Las directivas y los discursos de las autoridades se superpusieron y hasta se contradijeron. Se apeló con demasiada facilidad a la excusa del federalismo para justificar la falta de conducción centralizada en la crisis, mientras sí se centralizaba información vital hasta el punto en que las cifras oficiales ya puestas en duda durante la epidemia de dengue se volvieron directamente increíbles durante la gripe. Nadie mira una estadística oficial en la Argentina de hoy, sin tener en mente la historia reciente del Indec.
Entre una y otra epidemia se cambió al ministro de Salud. Pero ello no se debió a una evaluación política de las acciones encaradas y sus resultados en términos sociosanitarios. Se trató simplemente de un nuevo capítulo en la puja por los fondos de las obras sociales, bajo las condiciones impuestas por la derrota electoral del oficialismo.

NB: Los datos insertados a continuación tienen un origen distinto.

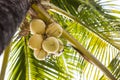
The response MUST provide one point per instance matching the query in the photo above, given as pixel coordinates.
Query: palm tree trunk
(12, 13)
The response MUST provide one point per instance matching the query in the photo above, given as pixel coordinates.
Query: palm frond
(92, 16)
(93, 30)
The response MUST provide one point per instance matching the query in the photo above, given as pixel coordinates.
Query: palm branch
(89, 23)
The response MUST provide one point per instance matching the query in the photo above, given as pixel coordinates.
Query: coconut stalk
(41, 13)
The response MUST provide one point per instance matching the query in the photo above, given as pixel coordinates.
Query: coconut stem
(41, 12)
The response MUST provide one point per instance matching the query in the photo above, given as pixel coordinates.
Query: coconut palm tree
(90, 36)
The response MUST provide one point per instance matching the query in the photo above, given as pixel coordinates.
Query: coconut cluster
(44, 40)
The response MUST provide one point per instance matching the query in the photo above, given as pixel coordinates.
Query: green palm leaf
(97, 31)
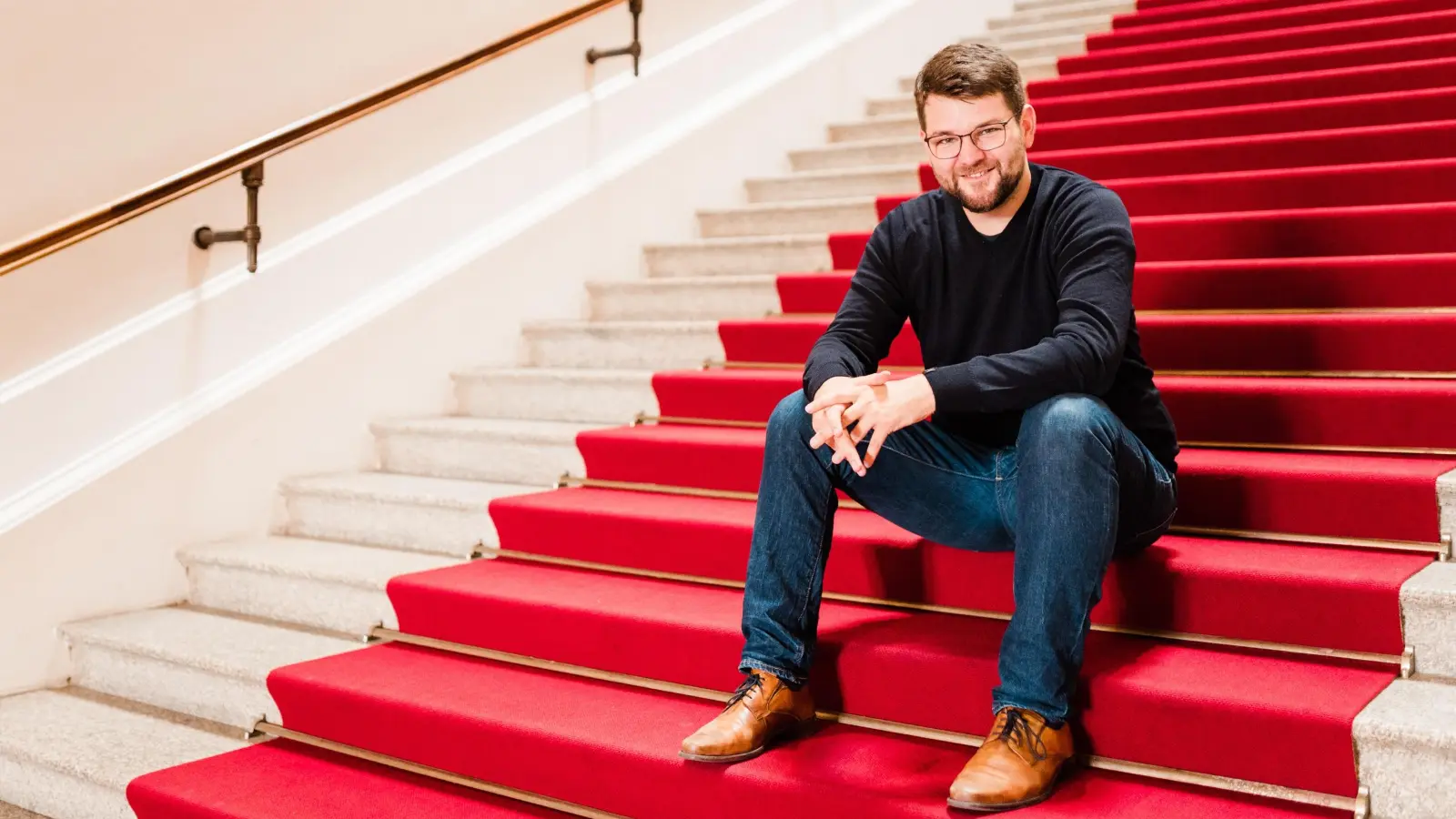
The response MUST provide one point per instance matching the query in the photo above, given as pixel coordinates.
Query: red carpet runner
(1289, 169)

No es posible todavía afirmar que esta historia de desaguisados, falta de coherencia en las políticas, improvisación y baja calidad de la dirigencia política que han mediatizado malamente dos situaciones críticas para la salud de todos nosotros, basten para generar el consenso sobre la reforma del sistema sanitario argentino. Pero mientras para algunos la gripe es un excelente negocio, para casi todos los demás la experiencia vivida ha dejado abiertos demasiados interrogantes y las respuestas apuntan a un sistema de salud fragmentado, poco eficiente e inequitativo. Y que ha hecho agua por los dos extremos: la prevención de riesgos bien conocidos y la capacidad de enfrentar nuevos desafíos epidemiológicos.
Y es que cualquiera sea el comportamiento de un microorganismo, el de las instituciones puede hacer que sus consecuencias sean más o menos trágicas para las personas.
La forma cómo se financian los servicios de salud, cómo se distribuyen los fondos, cómo se pagan los servicios y los recursos que consume, cómo se controlan la calidad y la eficiencia, cómo se garantiza el acceso de todos los argentinos, son condiciones básicas para poder diseñar, financiar y operar las acciones preventivas, incluso las que exceden largamente al sistema hospitalario, que suelen ser las más trascendentes para la salud, así como las capacidades del sistema para enfrentar los nuevos retos sanitarios.
Nunca las sociedades estarán exentas de conflicto. Pero hay algunos que hasta para nosotros, los argentinos, resultan demasiado gravosos e inmerecidos.
Es posible que tanto desbarajuste ayude a que empecemos a verlo así y podamos convencernos de merecer algo mejor.
JAVIER VILOSIO (*)
Especial para "Río Negro"
(*) Médico. Máster en Economía y Ciencias Políticas. Ex secretario de Salud de la provincia de Río Negro.